How do you teach a four-year-old to be grateful? My grandmother had always impressed on me the importance of thanking people in writing, but four years olds are not exactly known for their penmanship or spelling. Still, I wanted the children to give something back when they received a gift – something more than an empty thank you.
My solution was to purchase blank greeting cards and let my sons use crayons, pencils, stickers, stamps, and anything he could glue on to the card to decorate them. They would dictate to me the written part of the note, and I began working with them on letter structure; greeting, body, salutation.

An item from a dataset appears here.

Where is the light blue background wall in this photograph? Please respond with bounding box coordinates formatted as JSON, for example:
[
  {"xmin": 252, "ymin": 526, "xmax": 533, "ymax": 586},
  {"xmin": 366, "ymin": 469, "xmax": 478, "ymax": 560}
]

In the beginning, I prompted them with questions like “what was your favorite part of having the gift?” The cards would be sent out for each gift received, although sometimes writing the notes would drag on for weeks with a card here and a card there.
As the boys grew older, they took over the written part of the letter. I also laid down a new rule. There is no playing with a gift until the thank you note is in the mail. The notes get written much quicker now.
Benefits of Thank You Notes
- The children actually take time to look at the gift they receive instead of tossing it aside for the next wrapped surprise.
- The children learn to appreciate the thought behind the gift by finding something for which to be thankful.
- The children who receive the cards enjoy receiving the mail so much that we get thank you cards for the thank you cards
- Mom and Dad spend time with the kids (we learned the hard way not to leave them alone with glue).
- The kids enjoy making the cards so much that they look for other opportunities to send cards to family, friends, and neighbors.
- Making the kids do their thank-you’s prompted Mom to do the same. It is hard to play with my new gifts with them glaring at me from the craft table.
After several years of doing the cards, the boys are getting more creative. They have added poems, inserts, and origami. It is something they (almost) look forward to doing. This last Christmas, my middle son went directly from unwrapping gifts to writing thank you notes.
I am thankful that my grandmother’s ideals have managed to seep through to the next generation. Thank you notes are no longer a dying art in our family.